1. Converted my project from 2008 to 2012.
2. Visual Studio didn't like that "SDLmain.lib" was not "SAFESEH" safe.
3. Got SDL [font=Times New Roman]

[color=#000000]2.1 [/font]Jan 20th snapshot source code, and rebuilt it on 2012 using release build and no project setting changes.
4. Got the new libs, and SDL.dll and placed them in the correct destinations where SDL was installed.

Everything built perfectly fine under Visual Studio 2012, but when I ran my project, I get a SDL.dll cannot be found error.
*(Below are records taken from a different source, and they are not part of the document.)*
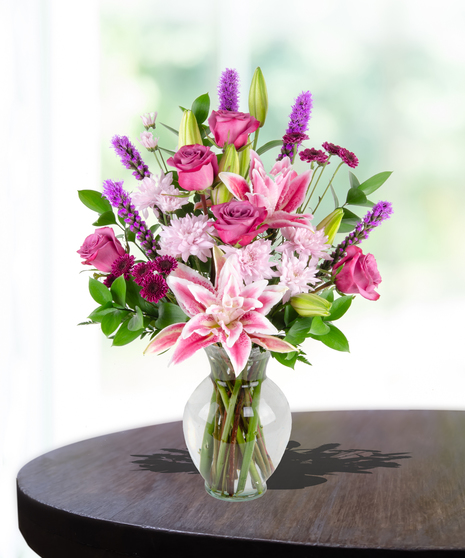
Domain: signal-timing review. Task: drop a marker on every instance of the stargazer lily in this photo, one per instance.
(280, 195)
(229, 313)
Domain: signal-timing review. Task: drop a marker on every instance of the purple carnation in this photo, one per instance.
(122, 266)
(154, 288)
(313, 155)
(130, 157)
(298, 123)
(228, 90)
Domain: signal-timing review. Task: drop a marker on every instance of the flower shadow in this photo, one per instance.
(299, 467)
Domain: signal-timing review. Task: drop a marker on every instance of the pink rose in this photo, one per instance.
(101, 249)
(359, 275)
(197, 166)
(232, 127)
(237, 222)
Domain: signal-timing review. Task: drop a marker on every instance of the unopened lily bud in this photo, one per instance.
(229, 162)
(331, 224)
(244, 161)
(148, 141)
(220, 194)
(148, 119)
(308, 304)
(189, 133)
(258, 97)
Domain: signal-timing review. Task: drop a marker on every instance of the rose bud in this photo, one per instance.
(308, 304)
(228, 126)
(101, 249)
(359, 274)
(258, 97)
(197, 166)
(331, 224)
(189, 133)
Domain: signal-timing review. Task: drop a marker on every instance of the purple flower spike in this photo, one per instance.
(130, 157)
(120, 199)
(228, 90)
(298, 123)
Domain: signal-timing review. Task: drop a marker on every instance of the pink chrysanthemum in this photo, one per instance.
(348, 157)
(253, 260)
(297, 274)
(165, 264)
(141, 271)
(188, 236)
(158, 192)
(154, 288)
(122, 266)
(306, 242)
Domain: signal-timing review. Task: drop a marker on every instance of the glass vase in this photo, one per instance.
(236, 427)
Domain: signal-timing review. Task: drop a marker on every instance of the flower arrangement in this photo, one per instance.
(235, 256)
(233, 262)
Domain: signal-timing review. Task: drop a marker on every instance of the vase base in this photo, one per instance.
(225, 497)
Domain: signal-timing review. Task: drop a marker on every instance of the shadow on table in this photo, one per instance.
(299, 468)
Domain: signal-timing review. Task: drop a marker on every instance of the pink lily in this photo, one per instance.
(229, 313)
(281, 194)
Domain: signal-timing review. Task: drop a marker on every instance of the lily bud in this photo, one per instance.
(258, 97)
(244, 162)
(308, 304)
(220, 194)
(189, 133)
(331, 224)
(229, 162)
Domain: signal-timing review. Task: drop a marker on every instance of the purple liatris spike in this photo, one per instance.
(120, 199)
(298, 124)
(130, 157)
(380, 212)
(228, 90)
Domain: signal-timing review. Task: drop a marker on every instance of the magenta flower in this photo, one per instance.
(280, 195)
(229, 313)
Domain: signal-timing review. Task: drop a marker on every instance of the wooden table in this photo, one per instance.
(351, 483)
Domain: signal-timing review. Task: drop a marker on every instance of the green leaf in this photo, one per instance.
(339, 308)
(124, 335)
(268, 146)
(355, 197)
(201, 108)
(286, 359)
(298, 331)
(170, 129)
(137, 321)
(118, 290)
(373, 183)
(319, 327)
(98, 291)
(93, 200)
(107, 218)
(335, 339)
(111, 321)
(354, 182)
(169, 314)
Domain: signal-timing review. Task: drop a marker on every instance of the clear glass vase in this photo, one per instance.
(236, 428)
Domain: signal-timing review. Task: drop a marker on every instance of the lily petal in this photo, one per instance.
(273, 344)
(165, 339)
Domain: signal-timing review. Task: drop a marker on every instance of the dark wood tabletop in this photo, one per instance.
(351, 483)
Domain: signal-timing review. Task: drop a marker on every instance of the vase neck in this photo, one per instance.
(222, 369)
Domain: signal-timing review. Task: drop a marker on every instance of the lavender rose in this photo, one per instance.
(101, 249)
(237, 221)
(197, 166)
(230, 127)
(359, 274)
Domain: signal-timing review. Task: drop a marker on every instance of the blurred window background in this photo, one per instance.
(388, 83)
The dll is placed in the same directory as my exe, and where SDL is installed, I've updated them both to the 2012 version build, and I still get the same error.
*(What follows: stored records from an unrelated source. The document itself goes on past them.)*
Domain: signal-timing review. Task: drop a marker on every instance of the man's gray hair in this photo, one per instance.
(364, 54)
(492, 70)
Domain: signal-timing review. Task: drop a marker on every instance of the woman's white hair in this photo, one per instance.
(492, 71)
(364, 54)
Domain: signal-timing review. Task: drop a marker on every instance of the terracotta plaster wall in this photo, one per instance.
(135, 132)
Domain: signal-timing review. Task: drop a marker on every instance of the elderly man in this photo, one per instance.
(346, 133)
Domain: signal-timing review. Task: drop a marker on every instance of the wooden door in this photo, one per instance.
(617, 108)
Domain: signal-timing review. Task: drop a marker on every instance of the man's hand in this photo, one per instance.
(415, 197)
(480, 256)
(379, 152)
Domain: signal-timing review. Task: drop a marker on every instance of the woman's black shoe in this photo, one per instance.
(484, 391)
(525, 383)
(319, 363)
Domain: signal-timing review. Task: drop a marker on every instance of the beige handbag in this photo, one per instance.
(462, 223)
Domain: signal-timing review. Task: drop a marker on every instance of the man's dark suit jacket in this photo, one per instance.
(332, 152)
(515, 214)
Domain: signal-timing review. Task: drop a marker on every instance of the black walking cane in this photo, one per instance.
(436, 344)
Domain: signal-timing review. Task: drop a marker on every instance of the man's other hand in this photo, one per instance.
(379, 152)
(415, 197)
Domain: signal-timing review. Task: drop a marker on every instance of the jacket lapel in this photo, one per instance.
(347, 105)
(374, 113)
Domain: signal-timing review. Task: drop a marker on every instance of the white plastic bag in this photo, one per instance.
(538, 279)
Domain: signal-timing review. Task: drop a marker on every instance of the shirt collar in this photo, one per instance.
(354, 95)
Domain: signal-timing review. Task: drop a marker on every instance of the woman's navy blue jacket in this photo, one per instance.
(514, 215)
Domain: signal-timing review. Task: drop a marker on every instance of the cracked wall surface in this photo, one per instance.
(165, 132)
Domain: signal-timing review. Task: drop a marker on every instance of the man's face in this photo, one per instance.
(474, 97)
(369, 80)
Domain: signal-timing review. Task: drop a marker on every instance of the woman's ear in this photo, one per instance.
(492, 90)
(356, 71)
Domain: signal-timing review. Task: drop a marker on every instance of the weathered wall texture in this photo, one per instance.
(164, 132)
Here is my build 2012 libs of SDL.
http://www.mediafire...clvn8axmydposjf


I'm not sure if some how the DLL is corrupted or there is a new setting in Visual Studio 2012 I don't know about building libraries or what, but any information would be appreciated since I haven't found anyone on this topic! P.S I just got 2012 today, so I haven't been up to date on what changes where made, so I'm just learning as I go, as I always do.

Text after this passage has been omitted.